Methods: Among 15 participants from the UCSF Treat Acute HIV study of individuals with acute/early ARTi, plasma was obtained at day of ARTi and longitudinally for 6-36 months. Single genome sequencing (SGS) of early plasma virus was used to identify TF viruses or representative early viruses, which were cloned and pseudotyped. Plasma IgG from longitudinal timepoints was used to test for autologous neutralization by TZM.bl assay. In parallel, plasma IgG was assessed for gp120-specific binding antibodies by ELISA and neutralization of tier 1 MN and SF162 strains.

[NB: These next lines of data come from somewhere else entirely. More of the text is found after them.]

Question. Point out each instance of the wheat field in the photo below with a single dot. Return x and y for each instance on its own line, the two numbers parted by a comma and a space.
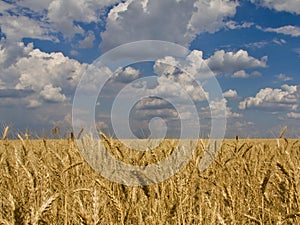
250, 182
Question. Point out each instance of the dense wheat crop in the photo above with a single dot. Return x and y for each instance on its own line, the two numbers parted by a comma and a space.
250, 182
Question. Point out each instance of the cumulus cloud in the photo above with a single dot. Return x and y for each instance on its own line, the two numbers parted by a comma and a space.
216, 110
88, 41
223, 61
38, 76
230, 94
283, 77
284, 98
52, 94
293, 115
232, 25
55, 16
291, 6
290, 30
244, 74
174, 21
126, 75
17, 27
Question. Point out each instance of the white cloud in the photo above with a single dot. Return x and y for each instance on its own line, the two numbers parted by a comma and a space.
52, 94
45, 76
215, 110
292, 6
88, 41
233, 25
174, 21
244, 74
293, 115
285, 98
126, 75
279, 41
17, 27
293, 31
283, 77
63, 13
223, 61
230, 94
54, 16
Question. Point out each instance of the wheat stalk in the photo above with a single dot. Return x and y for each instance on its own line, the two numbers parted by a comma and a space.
44, 207
5, 132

Results: SGS of gp160 env was performed on first available plasma from 15 participants with ARTi in Fiebig stages I-V and estimated date of diagnostic infection (EDDI) ranging from 17-128 days. SGS (n=311 total, median=22/participant) identified 8 single and 7 multiple virus transmissions. In all 15 participants, plasma IgG from the day of diagnosis/ARTi did not neutralize the contemporaneous autologous TF/early virus. In 7 participants with ARTi < 60 days from EDDI who maintained suppression on ART, no anAbs developed in up to 3 years of sampling. In contrast, 2 of 3 participants with EDDI < 60 days who experienced viral rebound (weeks 16 and 96 after ARTi) subsequently developed anAbs. In participants with ARTi at EDDI >60 days, 5 of 6 developed anAbs 12-80 weeks post-ARTi, which increased in potency on continued ART. AnAb potency at week 24 post-ARTi correlated with time to ARTi (r=-0.69, p=0.006), and with binding antibodies at ARTi (r=-0.79, p< 0.001) and 24 weeks later (r=-0.86, p< 0.0001).
Conclusions: AnAbs developed only in those initiating ART >60 days after EDDI or following rebound viremia after initial ARTi, suggesting that anAb development is dependent on a threshold of viral exposure. In participants for whom this virus exposure threshold was met, anAb potency increased over years of suppressive ART. Results have implications for humoral immunotherapy approaches in PLWH with early ARTi.